This kind of recurrence is exactly what the Master theorem is for. In this case, if we choose \(a = b^2\), we get a runtime of \(\Theta(n^2 \log n)\) for a single run of the Karger-Stein algorithm. We already saw that with \(a < b^2\), we get an exponentially low success probability, so that choice isn’t interesting anyway.

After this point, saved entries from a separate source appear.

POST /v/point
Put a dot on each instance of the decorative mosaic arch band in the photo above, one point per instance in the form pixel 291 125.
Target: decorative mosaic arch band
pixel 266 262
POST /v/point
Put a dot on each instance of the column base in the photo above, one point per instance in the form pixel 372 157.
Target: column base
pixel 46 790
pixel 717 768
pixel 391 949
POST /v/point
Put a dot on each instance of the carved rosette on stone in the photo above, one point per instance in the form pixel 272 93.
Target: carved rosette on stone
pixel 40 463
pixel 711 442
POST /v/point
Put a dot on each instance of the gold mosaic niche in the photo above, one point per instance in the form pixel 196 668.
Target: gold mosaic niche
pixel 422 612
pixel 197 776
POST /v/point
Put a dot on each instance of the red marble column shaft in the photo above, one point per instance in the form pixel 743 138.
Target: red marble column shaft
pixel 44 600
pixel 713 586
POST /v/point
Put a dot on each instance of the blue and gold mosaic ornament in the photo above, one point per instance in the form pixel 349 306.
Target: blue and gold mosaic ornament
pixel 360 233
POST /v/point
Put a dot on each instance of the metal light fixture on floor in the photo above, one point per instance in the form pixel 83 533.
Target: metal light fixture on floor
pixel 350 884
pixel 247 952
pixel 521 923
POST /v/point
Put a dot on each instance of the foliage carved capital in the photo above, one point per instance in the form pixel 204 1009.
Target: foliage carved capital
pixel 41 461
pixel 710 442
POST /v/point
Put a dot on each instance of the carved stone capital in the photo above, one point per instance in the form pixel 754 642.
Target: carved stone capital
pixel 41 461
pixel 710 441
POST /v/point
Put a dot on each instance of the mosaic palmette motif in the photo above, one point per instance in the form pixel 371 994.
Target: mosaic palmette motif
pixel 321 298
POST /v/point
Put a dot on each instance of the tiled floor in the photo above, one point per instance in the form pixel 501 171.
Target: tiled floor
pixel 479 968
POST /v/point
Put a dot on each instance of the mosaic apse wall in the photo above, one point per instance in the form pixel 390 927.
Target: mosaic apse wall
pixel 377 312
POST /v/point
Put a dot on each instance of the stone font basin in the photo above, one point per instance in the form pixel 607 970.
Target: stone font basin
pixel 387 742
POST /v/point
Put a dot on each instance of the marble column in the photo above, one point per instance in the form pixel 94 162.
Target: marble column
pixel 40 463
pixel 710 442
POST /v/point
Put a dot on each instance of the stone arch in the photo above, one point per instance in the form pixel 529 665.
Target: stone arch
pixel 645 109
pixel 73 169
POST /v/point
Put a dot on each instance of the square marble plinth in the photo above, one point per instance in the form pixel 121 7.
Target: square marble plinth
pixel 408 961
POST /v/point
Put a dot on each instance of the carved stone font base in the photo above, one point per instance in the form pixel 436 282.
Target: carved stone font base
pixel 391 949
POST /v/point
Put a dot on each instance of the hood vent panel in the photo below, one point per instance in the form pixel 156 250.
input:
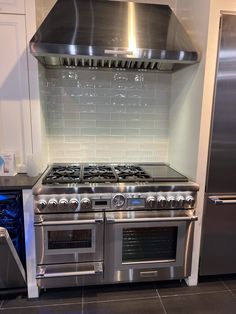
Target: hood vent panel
pixel 75 62
pixel 112 34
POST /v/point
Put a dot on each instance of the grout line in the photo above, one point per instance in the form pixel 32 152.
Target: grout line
pixel 72 303
pixel 196 293
pixel 228 289
pixel 82 300
pixel 38 306
pixel 161 301
pixel 118 300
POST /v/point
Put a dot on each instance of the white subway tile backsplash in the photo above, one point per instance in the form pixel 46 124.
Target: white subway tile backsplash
pixel 105 116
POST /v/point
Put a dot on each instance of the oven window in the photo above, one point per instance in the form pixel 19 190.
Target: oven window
pixel 149 244
pixel 69 239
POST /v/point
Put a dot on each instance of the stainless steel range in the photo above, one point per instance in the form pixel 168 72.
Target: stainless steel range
pixel 109 223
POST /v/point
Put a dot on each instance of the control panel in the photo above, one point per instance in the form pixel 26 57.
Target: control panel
pixel 115 201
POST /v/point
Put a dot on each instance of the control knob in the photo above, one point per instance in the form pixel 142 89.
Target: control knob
pixel 151 201
pixel 190 200
pixel 171 201
pixel 118 201
pixel 180 201
pixel 52 204
pixel 161 201
pixel 73 204
pixel 85 203
pixel 42 205
pixel 63 203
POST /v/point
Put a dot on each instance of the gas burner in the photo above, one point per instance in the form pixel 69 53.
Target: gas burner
pixel 62 175
pixel 131 173
pixel 98 173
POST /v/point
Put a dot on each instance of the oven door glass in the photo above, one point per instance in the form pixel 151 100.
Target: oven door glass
pixel 146 239
pixel 145 244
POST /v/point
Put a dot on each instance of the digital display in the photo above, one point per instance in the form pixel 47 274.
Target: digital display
pixel 100 203
pixel 136 202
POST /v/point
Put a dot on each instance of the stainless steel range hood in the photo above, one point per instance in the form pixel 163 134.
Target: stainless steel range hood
pixel 112 34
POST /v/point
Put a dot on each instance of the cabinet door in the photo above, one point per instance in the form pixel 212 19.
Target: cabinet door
pixel 15 129
pixel 12 6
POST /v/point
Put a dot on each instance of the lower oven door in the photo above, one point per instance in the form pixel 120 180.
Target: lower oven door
pixel 148 245
pixel 69 238
pixel 68 275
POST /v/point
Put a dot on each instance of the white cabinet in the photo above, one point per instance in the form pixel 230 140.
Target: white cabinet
pixel 15 125
pixel 12 6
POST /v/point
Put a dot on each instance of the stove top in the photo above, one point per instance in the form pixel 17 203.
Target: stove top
pixel 110 173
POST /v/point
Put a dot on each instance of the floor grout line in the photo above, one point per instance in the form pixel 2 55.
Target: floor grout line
pixel 82 300
pixel 118 300
pixel 73 303
pixel 161 301
pixel 40 305
pixel 228 289
pixel 190 294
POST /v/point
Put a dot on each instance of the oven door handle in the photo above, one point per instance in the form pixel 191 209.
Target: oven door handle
pixel 219 200
pixel 111 219
pixel 68 222
pixel 98 269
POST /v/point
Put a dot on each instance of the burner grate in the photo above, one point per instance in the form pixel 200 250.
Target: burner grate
pixel 63 175
pixel 127 173
pixel 98 173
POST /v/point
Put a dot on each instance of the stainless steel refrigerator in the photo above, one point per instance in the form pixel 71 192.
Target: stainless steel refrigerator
pixel 218 246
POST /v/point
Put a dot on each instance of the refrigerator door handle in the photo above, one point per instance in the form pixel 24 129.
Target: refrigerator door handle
pixel 220 200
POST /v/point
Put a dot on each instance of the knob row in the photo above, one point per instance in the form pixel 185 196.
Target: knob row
pixel 64 204
pixel 170 201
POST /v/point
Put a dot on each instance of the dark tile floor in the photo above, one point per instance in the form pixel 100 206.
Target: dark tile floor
pixel 212 295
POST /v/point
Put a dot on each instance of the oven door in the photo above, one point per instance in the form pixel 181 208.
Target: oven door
pixel 148 245
pixel 69 238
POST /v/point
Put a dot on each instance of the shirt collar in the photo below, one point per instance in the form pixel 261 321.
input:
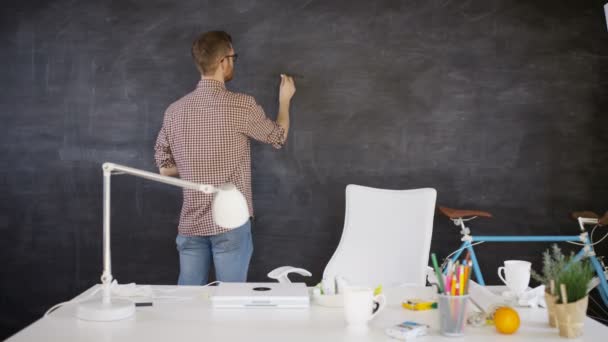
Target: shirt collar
pixel 206 83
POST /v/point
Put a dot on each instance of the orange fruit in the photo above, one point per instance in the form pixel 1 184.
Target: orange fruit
pixel 506 320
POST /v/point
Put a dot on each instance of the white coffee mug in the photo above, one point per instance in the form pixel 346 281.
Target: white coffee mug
pixel 516 275
pixel 360 305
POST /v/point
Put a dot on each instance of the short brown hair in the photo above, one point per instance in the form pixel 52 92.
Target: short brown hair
pixel 209 48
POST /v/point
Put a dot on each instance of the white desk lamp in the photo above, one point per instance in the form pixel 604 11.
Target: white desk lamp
pixel 229 210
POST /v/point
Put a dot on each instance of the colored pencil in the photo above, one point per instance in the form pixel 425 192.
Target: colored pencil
pixel 438 273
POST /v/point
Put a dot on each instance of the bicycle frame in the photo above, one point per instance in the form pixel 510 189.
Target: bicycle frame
pixel 586 250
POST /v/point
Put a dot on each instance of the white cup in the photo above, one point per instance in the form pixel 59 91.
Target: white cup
pixel 516 275
pixel 360 305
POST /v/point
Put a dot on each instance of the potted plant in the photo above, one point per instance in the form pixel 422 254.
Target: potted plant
pixel 572 300
pixel 554 262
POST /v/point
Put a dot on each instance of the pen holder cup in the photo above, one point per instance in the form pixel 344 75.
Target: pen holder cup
pixel 452 314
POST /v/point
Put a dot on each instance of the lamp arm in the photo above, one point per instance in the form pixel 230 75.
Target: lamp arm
pixel 108 170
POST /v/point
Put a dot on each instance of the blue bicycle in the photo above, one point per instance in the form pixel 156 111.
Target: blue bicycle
pixel 584 239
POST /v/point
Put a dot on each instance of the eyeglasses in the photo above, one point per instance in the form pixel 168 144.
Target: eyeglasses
pixel 234 57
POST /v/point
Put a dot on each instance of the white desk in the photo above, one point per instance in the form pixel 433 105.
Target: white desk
pixel 195 320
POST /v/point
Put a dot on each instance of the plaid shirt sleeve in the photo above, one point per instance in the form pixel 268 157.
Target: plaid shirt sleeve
pixel 261 128
pixel 162 150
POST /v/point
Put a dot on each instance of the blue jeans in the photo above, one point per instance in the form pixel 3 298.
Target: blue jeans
pixel 230 253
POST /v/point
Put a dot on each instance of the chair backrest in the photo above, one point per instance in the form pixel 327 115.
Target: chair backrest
pixel 386 237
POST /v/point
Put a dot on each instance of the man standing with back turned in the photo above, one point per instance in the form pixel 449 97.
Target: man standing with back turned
pixel 205 139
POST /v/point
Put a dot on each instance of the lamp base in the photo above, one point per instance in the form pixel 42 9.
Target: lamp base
pixel 95 310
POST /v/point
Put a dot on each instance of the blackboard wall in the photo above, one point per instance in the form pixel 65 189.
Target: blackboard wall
pixel 499 105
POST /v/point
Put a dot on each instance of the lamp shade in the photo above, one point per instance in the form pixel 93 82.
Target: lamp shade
pixel 229 207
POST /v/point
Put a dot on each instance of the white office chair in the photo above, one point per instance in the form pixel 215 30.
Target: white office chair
pixel 385 241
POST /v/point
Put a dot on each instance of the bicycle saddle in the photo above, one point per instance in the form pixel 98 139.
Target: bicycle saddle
pixel 462 213
pixel 590 214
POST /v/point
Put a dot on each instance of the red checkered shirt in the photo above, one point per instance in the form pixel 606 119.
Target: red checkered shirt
pixel 206 135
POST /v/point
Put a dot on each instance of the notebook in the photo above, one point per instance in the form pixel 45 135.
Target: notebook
pixel 260 295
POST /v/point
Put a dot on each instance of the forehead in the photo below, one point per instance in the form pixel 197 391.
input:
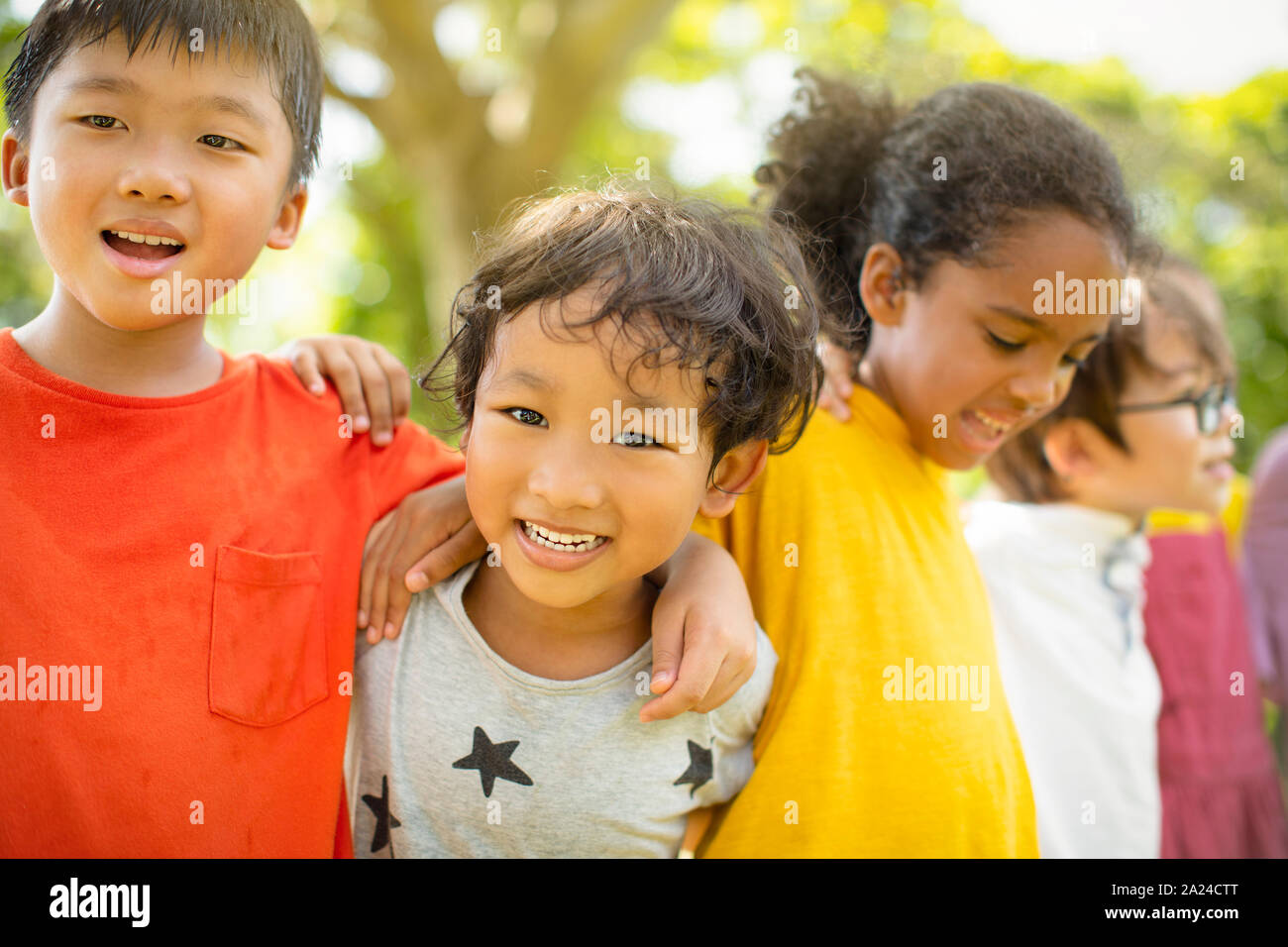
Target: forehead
pixel 544 342
pixel 222 77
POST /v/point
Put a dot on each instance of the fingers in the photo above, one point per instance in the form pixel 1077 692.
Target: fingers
pixel 348 382
pixel 734 672
pixel 378 397
pixel 370 551
pixel 699 665
pixel 305 364
pixel 399 384
pixel 464 547
pixel 377 618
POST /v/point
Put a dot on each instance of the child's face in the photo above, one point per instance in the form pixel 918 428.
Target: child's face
pixel 1170 463
pixel 194 151
pixel 545 449
pixel 967 361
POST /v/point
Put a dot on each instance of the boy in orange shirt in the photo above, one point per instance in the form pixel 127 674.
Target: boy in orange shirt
pixel 185 528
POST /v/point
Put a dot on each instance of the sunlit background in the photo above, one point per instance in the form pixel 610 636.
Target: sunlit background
pixel 439 114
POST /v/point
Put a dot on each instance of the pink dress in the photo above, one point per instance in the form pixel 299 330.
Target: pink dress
pixel 1220 787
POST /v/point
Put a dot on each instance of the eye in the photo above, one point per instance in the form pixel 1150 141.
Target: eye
pixel 634 438
pixel 526 415
pixel 1005 344
pixel 220 142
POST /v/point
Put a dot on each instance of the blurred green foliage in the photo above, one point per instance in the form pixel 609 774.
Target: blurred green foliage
pixel 386 228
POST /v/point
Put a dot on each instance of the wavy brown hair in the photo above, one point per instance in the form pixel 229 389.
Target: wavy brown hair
pixel 688 281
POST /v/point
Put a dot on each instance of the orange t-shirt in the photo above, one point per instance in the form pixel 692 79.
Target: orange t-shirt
pixel 196 561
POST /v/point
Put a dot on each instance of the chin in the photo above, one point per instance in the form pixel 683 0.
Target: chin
pixel 136 320
pixel 952 459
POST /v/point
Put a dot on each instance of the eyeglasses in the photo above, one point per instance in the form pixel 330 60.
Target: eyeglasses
pixel 1207 406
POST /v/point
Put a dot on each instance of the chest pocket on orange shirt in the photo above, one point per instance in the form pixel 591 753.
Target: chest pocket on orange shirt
pixel 268 642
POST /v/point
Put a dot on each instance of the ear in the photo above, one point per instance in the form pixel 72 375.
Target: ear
pixel 1074 449
pixel 734 474
pixel 286 228
pixel 883 283
pixel 17 165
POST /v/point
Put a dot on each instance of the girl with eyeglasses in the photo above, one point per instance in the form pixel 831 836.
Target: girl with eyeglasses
pixel 1112 735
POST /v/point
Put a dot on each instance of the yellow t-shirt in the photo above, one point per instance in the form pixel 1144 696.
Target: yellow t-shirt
pixel 853 549
pixel 1166 521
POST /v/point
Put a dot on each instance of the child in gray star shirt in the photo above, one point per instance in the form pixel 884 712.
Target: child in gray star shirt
pixel 622 363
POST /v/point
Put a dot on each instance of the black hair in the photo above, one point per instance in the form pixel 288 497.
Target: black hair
pixel 690 281
pixel 936 180
pixel 274 33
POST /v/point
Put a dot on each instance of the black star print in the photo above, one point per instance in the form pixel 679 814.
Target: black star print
pixel 699 768
pixel 385 819
pixel 492 761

Finally, if \(a > b^2\), we get a high success probability, but the runtime becomes \(\Theta(n^c)\), where \(c := \frac{\log a}{\log b} > 2\).
We can summarize all our results (and a few I didn’t mention) in one table:
Condition | Time for single run | Success probability | Total runtime | Comment |
---|---|---|---|---|
\(a < b^2\) | \(\Theta(n^2)\) | exponentially low in \(n\) | exponential in \(n\) | Too little branching |
\(a = b^2\) | \(\Theta(n^2 \log n)\) | \(\Omega\left(\frac{1}{\log n}\right)\) | \(\mathcal{O}(n^2 \log^3 n)\) | Just right |
\(a > b^2\) | \(\Theta(n^c)\) with \(c > 2\) | \(\Omega(1)\) | \(\Theta(n^c)\) with \(c > 2\) | Unnecessarily much branching |
The “total runtime” column contains the runtime that is needed to achieve a high success probability by repeating the Karger-Stein algorithm often enough (at least if \(n\) is large enough). This is the complexity that we want to minimize in practice.
We can now see that combining the analysis of the success probability with the runtime analysis explains why the Karger-Stein algorithm uses \(a = b^2\): in the other cases, we are either very unlikely to succeed and therefore need too many runs, or we are taking unnecessarily long for a single run.
But also note that any choice of a “branching factor” \(a\) works, as long as we then choose \(b = \sqrt{a}\). So splitting the computation up into just two subproblems is a reasonable and simple choice, but from a purely asymptotic perspective it is arbitrary.
-
There is also an implementation in \(\mathcal{O}(m)\), where \(m\) is the number of edges, but for the Karger-Stein algorithm that won’t make a difference and we’ll ignore it. ↩︎
-
David Karger: Global min-cuts in RNC, and other ramifications of a simple min-cut algorithm, SODA 1993 ↩︎
-
Usually we stop a bit before 2 vertices and just compute the mincut from there using other methods but that doesn’t matter here ↩︎
-
This and the following analysis is based on the paper by Karger and Stein: A new approach to the minimum cut problem, Journal of the ACM 1996. The difference is just that I consider arbitrary \(a\) and \(b\), rather than just \(a = 2\) and \(b = \sqrt{2}\). ↩︎